“It is not when you buy but when you sell that makes learn to your profit”.
Hence I consistently advise my investors to ensure that they have gone through their financial plans thoroughly as they will be entering into a 4-year commitment – after for the 4-year Seller’s Stamp Duty (SSD) that they would have to pay if they sell their property before four years.
Once they have determined the amount of finances they are willing to outlay, they will set themselves at a great advantage by entering the property market and generating residual income from rental yields compared to putting their cash secured. Based on the current market, I would advise they keep a lookout virtually any good investment property where prices have dropped more than 10% rather than putting it in a fixed deposit which pays 4.5% and does not hedge against inflation which currently stands at some.7%.
In this aspect, my investors and I take presctiption the same page – we prefer to make the most of the current low price and put our make the most property assets to generate a positive cash flow via rental income. I myself have personally seen some properties generating positive monthly cash flow of up to $1500 after off-setting mortgage costs. This equates with regard to an annual passive income as much as $18 000 per annum which easily beats returns from fixed deposits additionally the outperforms dividend returns from stocks.
Even though prices of private properties have continued to increase despite the economic uncertainty, we can easily see that the effect of the cooling measures have lead to a slower rise in prices as when compared with 2010.
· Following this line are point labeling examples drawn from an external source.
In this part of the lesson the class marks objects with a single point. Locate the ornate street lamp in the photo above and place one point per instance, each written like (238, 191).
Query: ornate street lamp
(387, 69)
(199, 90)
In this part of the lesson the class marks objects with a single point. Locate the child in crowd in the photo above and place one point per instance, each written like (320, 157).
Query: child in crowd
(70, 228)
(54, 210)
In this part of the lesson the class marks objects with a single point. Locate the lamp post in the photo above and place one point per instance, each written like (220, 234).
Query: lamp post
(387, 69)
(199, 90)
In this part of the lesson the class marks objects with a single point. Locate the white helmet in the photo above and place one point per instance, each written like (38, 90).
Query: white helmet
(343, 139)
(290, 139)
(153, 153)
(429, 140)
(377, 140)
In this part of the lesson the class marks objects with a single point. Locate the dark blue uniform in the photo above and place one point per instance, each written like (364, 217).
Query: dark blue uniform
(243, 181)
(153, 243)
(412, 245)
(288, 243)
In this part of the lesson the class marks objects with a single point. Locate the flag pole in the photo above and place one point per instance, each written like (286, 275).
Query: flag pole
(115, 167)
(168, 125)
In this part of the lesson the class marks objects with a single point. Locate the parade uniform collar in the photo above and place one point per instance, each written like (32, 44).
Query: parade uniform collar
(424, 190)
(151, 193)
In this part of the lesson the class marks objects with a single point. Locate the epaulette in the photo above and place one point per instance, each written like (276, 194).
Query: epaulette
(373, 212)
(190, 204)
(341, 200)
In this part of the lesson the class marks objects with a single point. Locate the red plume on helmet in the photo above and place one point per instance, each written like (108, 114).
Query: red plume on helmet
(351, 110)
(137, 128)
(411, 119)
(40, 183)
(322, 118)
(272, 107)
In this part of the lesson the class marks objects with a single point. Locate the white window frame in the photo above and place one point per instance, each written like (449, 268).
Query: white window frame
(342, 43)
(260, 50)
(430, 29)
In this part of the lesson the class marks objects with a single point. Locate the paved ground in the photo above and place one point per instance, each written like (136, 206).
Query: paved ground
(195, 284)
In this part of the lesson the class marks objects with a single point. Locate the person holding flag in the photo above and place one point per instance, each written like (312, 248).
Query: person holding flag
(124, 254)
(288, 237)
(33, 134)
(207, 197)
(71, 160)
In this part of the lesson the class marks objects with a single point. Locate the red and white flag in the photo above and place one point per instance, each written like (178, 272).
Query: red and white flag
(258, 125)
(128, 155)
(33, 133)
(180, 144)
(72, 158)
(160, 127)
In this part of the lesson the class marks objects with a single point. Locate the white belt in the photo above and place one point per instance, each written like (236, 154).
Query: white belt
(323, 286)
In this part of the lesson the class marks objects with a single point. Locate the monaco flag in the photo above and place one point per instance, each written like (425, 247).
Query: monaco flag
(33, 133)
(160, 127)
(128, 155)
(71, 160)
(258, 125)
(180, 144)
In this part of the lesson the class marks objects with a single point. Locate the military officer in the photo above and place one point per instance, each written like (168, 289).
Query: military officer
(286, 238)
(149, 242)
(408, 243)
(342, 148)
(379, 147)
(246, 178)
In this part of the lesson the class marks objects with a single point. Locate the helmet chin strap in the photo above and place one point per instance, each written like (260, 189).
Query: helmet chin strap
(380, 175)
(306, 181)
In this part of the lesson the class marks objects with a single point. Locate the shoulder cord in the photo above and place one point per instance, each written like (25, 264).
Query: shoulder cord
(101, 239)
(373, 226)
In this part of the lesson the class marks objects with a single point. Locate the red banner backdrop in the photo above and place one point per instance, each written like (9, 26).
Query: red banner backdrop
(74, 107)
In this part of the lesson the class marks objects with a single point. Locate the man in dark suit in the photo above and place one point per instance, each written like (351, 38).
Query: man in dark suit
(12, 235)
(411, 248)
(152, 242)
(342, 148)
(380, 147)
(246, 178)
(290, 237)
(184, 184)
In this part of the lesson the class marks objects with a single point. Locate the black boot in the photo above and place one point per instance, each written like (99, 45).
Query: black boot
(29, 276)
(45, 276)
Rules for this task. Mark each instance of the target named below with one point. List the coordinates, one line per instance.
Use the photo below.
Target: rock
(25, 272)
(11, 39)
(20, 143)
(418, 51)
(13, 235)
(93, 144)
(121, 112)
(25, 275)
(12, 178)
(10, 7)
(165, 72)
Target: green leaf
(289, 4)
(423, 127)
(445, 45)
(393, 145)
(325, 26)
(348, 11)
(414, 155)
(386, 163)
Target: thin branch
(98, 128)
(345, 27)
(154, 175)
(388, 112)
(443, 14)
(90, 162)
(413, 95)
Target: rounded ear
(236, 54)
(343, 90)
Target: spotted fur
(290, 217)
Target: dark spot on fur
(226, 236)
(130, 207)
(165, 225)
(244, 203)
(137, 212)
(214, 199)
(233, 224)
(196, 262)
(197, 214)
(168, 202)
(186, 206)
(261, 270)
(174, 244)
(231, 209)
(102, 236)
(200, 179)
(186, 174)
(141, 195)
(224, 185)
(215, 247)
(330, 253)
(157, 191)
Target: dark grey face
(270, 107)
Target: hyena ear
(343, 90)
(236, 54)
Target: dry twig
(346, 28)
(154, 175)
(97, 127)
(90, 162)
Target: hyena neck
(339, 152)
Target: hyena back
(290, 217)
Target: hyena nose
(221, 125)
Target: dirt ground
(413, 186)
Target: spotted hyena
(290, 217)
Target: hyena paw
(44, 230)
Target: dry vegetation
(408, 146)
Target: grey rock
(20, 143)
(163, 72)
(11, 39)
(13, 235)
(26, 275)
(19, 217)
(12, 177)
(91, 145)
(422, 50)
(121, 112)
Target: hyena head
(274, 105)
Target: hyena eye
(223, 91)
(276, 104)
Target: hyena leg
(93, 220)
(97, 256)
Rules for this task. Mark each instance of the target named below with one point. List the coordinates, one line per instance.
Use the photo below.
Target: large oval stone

Currently, we cane easily see that although property prices are holding up, sales are starting to stagnate. I will attribute this into the following 2 reasons:
1) Many owners’ unwillingness to sell at more affordable prices and buyers’ unwillingness to commit to a higher charges.
2) Existing demand for properties exceeding supply due to owners finding yourself in no hurry to sell, consequently in order to a increase prices.
I would advise investors to view their Singapore property assets as long-term investments. Will need to not be excessively alarmed by a slowdown associated with property market as their assets will consistently benefit in the longer term and increase in value as a result of following:
a) Good governance in Singapore
b) Land scarcity in jade scape singapore, and,
c) Inflation which will place and upward pressure on prices
For buyers who would like invest various other types of properties besides the residential segment (such as New Launches & Resales), they furthermore consider buying shophouses which likewise can help generate passive income; that are not prone to the recent government cooling measures such as the 16% SSD and 40% downpayment required on residential properties.
I cannot help but stress the value of having ‘holding power’. You shouldn’t be instructed to sell house (and make a loss) even during a downturn. Remember that the property market moves in a cyclical pattern and it’s sell only during an uptrend.